Four Ideas to Boost Creativity and Play

A great deal of time and energy is put towards assessment in the context of education. Determining a student’s comprehension of concepts across all curricular subjects, and documenting their performance and progress over the course of the school year, is a critical aspect of teaching and learning. However, it is necessary for teachers to provide a balanced approach to assessment to truly meet the strengths and needs of their students. Assessment needs to be viewed as more than documenting and testing, but also as a means to get to know our students, how they best learn, and how we can help them grow.

With that said, students need opportunities to be creative, curious, and self-expressive, where there are no expectations to get something “right” or complete a task. This kind of learning values process over product. Allowing students time in the day to play, explore, build, and create can alleviate the stress of assessment (for students and teachers). It can also be a break from traditional learning to something that is student-led and experiential.

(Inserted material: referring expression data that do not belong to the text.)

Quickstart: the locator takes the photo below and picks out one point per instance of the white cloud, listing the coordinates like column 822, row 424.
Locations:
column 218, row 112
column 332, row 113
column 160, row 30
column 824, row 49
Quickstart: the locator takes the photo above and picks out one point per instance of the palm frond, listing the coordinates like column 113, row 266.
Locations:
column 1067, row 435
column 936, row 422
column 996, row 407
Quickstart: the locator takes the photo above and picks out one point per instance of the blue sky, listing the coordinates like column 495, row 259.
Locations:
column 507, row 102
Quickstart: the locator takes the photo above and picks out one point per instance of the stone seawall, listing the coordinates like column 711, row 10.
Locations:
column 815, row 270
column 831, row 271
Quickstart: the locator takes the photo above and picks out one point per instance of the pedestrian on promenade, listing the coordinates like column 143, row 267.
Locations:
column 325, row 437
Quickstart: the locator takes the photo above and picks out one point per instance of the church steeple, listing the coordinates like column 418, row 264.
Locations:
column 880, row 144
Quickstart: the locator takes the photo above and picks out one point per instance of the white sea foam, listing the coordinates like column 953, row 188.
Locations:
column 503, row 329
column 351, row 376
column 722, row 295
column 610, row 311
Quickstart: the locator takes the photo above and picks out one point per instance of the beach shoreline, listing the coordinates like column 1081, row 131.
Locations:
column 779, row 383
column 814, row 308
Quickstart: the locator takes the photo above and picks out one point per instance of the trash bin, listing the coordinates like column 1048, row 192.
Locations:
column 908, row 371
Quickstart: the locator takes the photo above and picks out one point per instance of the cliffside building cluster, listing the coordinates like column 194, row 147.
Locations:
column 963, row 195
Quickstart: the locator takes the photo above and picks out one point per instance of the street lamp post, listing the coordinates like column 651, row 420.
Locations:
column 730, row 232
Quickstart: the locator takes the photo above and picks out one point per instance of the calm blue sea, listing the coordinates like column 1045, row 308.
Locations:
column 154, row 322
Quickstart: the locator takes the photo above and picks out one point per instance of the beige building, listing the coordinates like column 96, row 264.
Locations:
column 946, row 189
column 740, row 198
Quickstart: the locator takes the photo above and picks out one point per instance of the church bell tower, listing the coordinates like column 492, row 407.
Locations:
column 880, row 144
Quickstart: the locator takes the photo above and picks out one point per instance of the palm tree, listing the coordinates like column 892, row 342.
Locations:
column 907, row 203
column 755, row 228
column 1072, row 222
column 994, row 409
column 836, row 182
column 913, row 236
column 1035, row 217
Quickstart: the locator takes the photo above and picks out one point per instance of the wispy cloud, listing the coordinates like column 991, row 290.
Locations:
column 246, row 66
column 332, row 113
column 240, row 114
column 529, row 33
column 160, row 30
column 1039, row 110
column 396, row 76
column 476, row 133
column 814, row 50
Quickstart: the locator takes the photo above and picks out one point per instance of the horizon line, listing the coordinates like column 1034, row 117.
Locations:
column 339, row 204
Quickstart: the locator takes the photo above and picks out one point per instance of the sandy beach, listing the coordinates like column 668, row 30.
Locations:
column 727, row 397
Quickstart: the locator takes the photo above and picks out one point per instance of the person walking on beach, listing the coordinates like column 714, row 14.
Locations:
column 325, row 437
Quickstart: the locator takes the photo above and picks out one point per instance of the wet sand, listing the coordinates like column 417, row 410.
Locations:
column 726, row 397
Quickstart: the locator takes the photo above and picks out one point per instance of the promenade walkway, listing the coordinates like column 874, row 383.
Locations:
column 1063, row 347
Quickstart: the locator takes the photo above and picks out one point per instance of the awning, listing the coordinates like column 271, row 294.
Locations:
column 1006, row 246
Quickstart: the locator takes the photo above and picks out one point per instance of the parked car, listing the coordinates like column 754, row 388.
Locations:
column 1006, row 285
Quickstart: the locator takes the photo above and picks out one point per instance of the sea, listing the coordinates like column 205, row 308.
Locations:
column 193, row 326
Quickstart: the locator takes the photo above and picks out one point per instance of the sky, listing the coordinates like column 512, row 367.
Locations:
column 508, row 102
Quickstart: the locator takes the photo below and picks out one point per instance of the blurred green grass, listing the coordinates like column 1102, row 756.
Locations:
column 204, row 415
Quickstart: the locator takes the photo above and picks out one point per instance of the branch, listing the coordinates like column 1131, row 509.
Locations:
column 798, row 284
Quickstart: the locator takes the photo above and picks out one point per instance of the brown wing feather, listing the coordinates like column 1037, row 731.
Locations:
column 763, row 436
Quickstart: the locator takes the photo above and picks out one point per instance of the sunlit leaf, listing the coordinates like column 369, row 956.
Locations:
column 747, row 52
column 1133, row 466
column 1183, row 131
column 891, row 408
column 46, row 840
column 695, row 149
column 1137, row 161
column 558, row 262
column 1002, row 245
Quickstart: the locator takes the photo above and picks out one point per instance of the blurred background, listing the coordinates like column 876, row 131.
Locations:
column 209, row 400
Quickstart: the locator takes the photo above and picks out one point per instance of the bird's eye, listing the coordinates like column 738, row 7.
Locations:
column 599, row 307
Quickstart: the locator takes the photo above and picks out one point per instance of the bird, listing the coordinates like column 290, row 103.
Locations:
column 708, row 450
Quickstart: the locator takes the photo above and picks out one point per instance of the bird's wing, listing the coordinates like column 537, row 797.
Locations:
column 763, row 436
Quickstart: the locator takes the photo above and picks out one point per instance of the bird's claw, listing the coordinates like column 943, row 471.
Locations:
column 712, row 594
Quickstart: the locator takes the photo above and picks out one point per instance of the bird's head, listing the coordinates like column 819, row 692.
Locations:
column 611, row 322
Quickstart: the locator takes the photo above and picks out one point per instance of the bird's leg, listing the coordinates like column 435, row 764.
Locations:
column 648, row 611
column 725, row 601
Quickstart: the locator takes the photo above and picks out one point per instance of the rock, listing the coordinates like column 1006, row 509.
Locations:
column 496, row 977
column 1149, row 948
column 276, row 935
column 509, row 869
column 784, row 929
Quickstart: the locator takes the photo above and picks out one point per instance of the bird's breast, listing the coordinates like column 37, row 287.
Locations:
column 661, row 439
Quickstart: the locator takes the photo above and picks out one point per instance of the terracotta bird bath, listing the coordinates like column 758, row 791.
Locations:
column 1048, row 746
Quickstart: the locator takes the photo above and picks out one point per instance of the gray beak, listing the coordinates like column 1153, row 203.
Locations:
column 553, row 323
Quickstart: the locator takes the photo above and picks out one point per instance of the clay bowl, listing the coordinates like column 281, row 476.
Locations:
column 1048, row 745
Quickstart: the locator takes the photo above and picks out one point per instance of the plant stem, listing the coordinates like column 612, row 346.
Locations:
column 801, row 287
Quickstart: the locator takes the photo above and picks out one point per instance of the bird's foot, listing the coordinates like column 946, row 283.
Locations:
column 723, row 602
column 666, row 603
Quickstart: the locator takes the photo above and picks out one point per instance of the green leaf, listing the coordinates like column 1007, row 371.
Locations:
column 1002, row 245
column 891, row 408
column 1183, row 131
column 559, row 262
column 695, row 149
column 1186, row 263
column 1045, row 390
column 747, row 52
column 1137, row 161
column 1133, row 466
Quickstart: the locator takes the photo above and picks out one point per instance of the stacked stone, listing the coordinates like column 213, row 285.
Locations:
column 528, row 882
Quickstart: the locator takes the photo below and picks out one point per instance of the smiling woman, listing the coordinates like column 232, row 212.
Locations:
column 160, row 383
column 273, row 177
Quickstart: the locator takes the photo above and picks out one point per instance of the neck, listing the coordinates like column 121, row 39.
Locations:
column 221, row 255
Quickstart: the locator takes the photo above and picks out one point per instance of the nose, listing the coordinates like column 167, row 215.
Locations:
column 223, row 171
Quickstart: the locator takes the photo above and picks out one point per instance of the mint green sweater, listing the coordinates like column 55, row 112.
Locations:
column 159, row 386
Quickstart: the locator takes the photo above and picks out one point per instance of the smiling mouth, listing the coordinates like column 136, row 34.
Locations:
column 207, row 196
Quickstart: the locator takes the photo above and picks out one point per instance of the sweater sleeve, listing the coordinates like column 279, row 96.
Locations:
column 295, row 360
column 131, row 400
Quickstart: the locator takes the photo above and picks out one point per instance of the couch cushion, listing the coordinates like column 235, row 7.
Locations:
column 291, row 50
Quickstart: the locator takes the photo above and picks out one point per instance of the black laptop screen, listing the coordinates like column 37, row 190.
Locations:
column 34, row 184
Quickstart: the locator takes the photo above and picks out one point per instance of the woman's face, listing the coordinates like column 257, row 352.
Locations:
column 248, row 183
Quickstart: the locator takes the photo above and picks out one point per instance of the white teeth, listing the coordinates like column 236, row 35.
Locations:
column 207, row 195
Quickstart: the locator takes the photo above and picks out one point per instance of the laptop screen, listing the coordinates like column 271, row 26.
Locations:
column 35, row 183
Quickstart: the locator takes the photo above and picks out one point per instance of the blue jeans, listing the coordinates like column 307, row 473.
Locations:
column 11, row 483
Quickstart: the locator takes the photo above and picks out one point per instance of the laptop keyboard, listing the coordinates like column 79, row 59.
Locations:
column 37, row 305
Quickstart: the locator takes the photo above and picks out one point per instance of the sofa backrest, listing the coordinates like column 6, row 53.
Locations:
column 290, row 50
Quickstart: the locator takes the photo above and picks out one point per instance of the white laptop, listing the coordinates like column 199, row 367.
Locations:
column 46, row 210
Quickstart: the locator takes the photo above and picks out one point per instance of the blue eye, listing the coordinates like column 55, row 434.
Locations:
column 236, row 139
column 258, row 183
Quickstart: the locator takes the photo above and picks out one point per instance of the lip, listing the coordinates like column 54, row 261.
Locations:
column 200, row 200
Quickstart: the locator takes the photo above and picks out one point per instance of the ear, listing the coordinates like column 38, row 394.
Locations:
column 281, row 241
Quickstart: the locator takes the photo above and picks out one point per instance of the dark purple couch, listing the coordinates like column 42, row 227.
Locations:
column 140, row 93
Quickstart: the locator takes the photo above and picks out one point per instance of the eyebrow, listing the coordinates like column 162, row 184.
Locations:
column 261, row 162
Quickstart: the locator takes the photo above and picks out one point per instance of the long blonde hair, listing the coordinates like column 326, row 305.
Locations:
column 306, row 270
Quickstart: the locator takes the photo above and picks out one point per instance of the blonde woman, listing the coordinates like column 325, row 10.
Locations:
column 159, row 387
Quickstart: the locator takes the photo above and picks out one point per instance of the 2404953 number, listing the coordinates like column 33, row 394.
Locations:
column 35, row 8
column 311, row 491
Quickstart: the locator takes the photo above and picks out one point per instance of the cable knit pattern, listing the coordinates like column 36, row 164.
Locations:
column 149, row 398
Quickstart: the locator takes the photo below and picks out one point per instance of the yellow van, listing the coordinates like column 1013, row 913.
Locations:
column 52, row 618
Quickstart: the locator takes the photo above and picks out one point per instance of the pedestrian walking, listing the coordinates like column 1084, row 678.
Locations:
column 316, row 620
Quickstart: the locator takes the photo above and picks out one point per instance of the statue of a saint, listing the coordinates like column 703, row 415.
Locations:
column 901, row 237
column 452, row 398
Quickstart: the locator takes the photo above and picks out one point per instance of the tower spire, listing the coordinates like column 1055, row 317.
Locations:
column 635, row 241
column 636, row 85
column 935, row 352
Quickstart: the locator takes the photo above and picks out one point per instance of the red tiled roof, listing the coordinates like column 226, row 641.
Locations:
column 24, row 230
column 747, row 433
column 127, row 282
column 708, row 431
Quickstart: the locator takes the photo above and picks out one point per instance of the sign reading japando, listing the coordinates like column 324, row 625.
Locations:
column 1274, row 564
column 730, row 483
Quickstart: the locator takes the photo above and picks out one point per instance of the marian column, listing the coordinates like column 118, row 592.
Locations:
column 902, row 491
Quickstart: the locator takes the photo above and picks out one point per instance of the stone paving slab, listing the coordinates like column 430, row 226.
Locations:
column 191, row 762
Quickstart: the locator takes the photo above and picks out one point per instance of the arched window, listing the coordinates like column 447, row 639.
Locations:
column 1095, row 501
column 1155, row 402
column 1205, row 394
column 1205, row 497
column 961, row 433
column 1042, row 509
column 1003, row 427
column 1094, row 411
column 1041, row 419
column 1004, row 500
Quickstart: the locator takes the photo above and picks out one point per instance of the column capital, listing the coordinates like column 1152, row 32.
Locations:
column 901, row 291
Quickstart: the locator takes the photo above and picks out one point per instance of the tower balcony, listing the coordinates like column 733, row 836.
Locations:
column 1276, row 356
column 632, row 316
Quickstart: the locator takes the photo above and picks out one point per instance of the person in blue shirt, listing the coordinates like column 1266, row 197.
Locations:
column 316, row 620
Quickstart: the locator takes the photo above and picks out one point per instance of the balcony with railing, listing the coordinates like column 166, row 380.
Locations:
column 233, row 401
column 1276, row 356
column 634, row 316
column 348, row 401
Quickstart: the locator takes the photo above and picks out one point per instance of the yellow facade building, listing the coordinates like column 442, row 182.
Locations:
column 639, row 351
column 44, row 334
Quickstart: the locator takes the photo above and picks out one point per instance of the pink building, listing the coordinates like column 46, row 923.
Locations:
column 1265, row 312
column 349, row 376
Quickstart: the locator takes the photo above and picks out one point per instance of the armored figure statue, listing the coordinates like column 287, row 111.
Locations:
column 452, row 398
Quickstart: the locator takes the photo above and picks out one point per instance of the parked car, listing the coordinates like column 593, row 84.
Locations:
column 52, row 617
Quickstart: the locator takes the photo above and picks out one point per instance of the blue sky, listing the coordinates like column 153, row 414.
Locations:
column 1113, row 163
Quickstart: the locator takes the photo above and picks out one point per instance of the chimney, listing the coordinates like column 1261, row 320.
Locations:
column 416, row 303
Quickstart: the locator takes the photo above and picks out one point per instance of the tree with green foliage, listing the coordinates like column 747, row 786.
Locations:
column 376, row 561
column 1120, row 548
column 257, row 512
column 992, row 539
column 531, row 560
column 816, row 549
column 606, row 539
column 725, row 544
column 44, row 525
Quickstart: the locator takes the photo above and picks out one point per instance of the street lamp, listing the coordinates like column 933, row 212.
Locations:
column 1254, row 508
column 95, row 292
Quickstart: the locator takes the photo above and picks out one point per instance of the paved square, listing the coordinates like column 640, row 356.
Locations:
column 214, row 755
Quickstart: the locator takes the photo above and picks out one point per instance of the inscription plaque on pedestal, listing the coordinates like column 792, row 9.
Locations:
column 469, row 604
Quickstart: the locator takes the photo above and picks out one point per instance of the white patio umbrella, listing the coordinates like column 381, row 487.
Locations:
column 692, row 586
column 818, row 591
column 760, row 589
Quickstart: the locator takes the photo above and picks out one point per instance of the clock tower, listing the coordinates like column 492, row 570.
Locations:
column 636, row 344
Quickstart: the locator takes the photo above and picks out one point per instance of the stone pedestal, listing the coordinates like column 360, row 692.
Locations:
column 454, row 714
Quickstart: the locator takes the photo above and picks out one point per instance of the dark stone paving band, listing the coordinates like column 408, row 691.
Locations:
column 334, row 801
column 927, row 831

The following activities are appropriate for students from Kindergarten to Grade 6.

 

Doodling

Make sure that every student has paper and a selection of crayons, pencil crayons, or markers to draw with. Invite students to doodle while you read a book or play a video. Doodling improves attention, memory, and creativity while also reducing stress, which helps them to learn. Therefore, doodling can be welcome in the classroom on a regular basis. There are no rules to doodling as it is simply the act of drawing words, images, or shapes on paper.  

Sensory Play

Create sensory stations with items such as playdough, sand, water, ice, beans, cooked spaghetti or bowls of cornstarch and water. The purpose is for students to play with their hands. Depending on the sensory item they can roll, squish, pull, flatten, or swish. Play gentle meditative music as students explore at each station. Have students explore in small groups and only spend two or three minutes at each station.     

  

Found Objects 

Collect a large number of “found” objects such as toilet paper rolls, plastic containers, boxes, poster board, sticks, egg cartons, tissue paper, cloth, yarn, and rope. Students can also bring items from home. Provide tape. Individually or in small groups, students can use the found objects to build. Let them know they do not need to build anything specific for any particular purpose. They can start with one object and add on other items. At any point they can take apart what they’ve made and build something new. Suggest that they see how many ways they can build different structures using the same materials. 

Movement Exploration

Provide students with cones, hoops, benches, mats, ropes, bean bags, scarves, and any other equipment available to them. Invite them to work together to place the items around the gymnasium, or a large room, in any formation they desire. It does not have to make “sense” or create a path. When all of the equipment has been placed, put on music of your choice and invite the students to explore. They can walk, jump, or tumble over, on, around, or through the equipment. Let them know there is no starting or end point. The only “rules” are to watch where they are going and be mindful of each other’s personal space.